Park Square Garage, Inc. v. New York University

Capozzoli, J. (dissenting).

It is settled law that, in the absence of a specific provision in a lease providing otherwise, the burden of paying taxes is on the landlord. (Black v. General Wiper Supply Co., 305 N. Y. 386, 392.) In this case we find that the lease does make provision for payment of taxes by the plaintiff under certain conditions. Therefore, it is necessary to refer to the particular provisions of the lease which deal with this subject and ascertain therefrom what was' the.intention of the parties, for that is what controls.

Article X of the lease, in pertinent part, provides as follows: “ In the event the real estate taxes, as hereinafter defined, payable on the leased premises during the third lease year, as hereinafter defined, shall in any subsequent lease year be greater in amount, the Tenant shall pay to the Landlord as additional rent for each subsequent lease year an amount equal to such increase in real estate taxes. In the event the leased premises are not separately assessed for the purpose of real estate taxes the increase in real estate taxes shall be computed and payable as hereinafter stated. ’ ’

Said article then further provides that, in the event of a tax increase on the total land area, the tenant should bear his proportionate share based on the land area and that ‘ ‘ Tenant shall pay to the Landlord such pro rata portion of the increase in real estate taxes as shall be determined by the application of such ratio to the amount of the increase in such real estate taxes paid by the Owner * * * of the said larger land area with which the land embraced in the leased premises or part thereof maybe assessed.” (Emphasis added.)

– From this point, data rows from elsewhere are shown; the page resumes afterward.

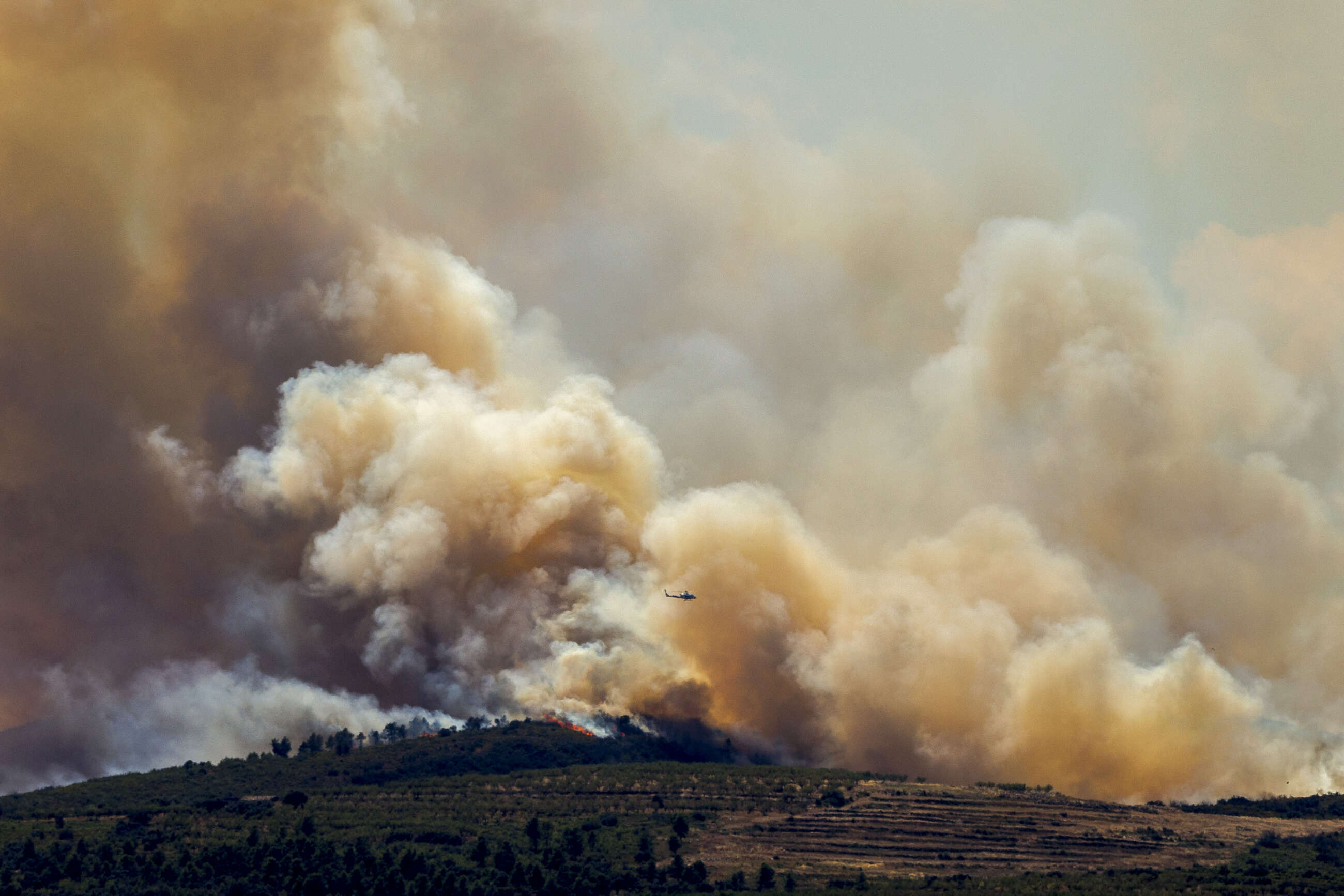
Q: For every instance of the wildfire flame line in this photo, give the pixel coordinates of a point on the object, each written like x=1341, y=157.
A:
x=563, y=723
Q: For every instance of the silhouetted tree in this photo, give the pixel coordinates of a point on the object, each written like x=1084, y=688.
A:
x=534, y=832
x=765, y=877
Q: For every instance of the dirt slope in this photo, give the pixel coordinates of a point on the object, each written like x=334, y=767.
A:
x=933, y=829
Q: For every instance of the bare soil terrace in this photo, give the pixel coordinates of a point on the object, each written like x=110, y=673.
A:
x=897, y=829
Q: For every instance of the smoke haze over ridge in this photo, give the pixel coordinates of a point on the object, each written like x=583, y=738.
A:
x=374, y=358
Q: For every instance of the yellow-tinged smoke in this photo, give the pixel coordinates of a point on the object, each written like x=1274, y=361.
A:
x=956, y=501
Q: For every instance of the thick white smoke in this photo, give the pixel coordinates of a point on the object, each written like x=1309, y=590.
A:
x=963, y=499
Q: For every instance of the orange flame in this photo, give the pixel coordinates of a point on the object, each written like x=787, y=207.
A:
x=556, y=720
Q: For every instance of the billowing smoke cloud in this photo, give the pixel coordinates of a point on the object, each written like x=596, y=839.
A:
x=279, y=452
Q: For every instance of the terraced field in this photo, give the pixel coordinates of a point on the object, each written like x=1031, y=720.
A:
x=895, y=829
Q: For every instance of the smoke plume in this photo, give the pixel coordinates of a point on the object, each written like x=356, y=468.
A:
x=371, y=358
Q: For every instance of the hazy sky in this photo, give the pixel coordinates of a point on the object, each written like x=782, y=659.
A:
x=980, y=364
x=1170, y=119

*463Similarly, in the following paragraph, it is provided that the tenant’s portion be based on “ the amount of the increase in real estate taxes paid by the respective owners ” (emphasis added).

Nowhere in article X, nor elsewhere in the lease, is there any indication that the parties contemplated that, at any time during the 15-year term of the lease, there would be an exempt status applicable to any then landlord. Had this been contemplated, it would have been a very simple matter to draft appropriate language to cover the contingency. The language used in article X refers to taxes actually paid by the defendant landlord.

‘1 In the case of doubt * * * the tax clause should be construed most strongly against the lessor and most favorably to the lessee.” (51 C. J. S., Landlord and Tenant, § 360, p. 1055.) It is conceded that no increase in taxes was actually paid. It would require a rewriting of the lease to fix upon the plaintiff the obligation to actually pay that which defendant might have had to pay if it were not exempt. Certainly, we cannot11 remake the lease so as to impose obligations on the tenant that the parties never had in mind ”. (Wendel Foundation v. Moredall Realty Corp., 282 N. Y. 239, 246.) This is especially so where, as here, the defendant, by reason of its tax exemption, is not paying any increase over the amount of taxes actually paid by the prior nonexempt landlord for the “ Lease Base Year ”.

I therefore dissent and vote to award plaintiff judgment, as provided in paragraph “23” of the submission.

Eager and Bastow, JJ., concur with McNally, J.; Capozzoli, J., dissents in opinion in which, Stevens, J. P., concurs.

Judgment for defendant as provided in paragraph “24” of the submission, with $50 costs and disbursements. Settle judgment.